In the international marketplace, the situation is not different. The proliferation of private label goods has known no bounds in the recent past. Every part of the world is aware of what private label brands are. However, it is important to note that private labels, like national brands encounter a myriad of challenges on the international scene. Nonetheless, several success stories have proved that private label brands are capable of doing well on the international market place. For instance, Loblaw’s private label brand, President’s Choice has done so well that the retailer currently licenses it to retailers in other countries (Kotler & Keller, 2012).
The idea of private label brands in the international marketplace has several different facets. Due to globalization, manufacturers and retailers from all over the world have extended their operations to other countries. As a result, a multinational manufacturing organization can engage in the production of goods for private label branding in a foreign country. Alternatively, a multinational retailer can introduce a private label brand that is thriving in its home country into a foreign market. Again, Loblaw’s introduction of its President’s Choice line of products into the American market after its unparalleled performance in Canada is a case in point (Kotler & Keller, 2012). In a different perspective, a local retailer can establish an agreement with a foreign manufacturer to supply it with goods for private label branding.

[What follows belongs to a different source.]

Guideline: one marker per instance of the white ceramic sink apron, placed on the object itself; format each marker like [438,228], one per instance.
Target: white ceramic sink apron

Several pertinent issues emerge when considering private label branding and the international market. For instance, if a local manufacturer produces goods for a foreign retailer to sell under a private label, the idea of brand cannibalization ceases to be of concern to the manufacturer (Kotler & Keller, 2012). Similarly, if a local retailer contracts a foreign manufacturer to supply goods for private label branding, the conflict between the retailer and the local national brand manufacturer takes a competitive dimension. In the case of a multinational manufacturer or retailer entering a foreign market, the private label brand has to compete with national brands and other private label brands to establish a market share. For instance, it took Tesco over 20 years to prepare for the American market (Kotler & Keller, 2012). The retailer had to conduct extensive market research to understand the tastes and preferences of Americans in order to make its merchandise appealing to them. Therefore, for a private label brand to succeed in the international market, a lot of groundwork has to precede its introduction in order to understand the gaps left by national brands.
Kotler, P., & Keller, K. (2012). Marketing management. Upper Saddle River, New Jersey, NJ: Pearson Prentice Hall.
Nenycz-Thiel, M., Sharp, B., Dawes, J., & Romaniuk, J. (2010). Competition for memory retrieval between private label and national brands. Journal of Business Research, 63(11), 1142-1147.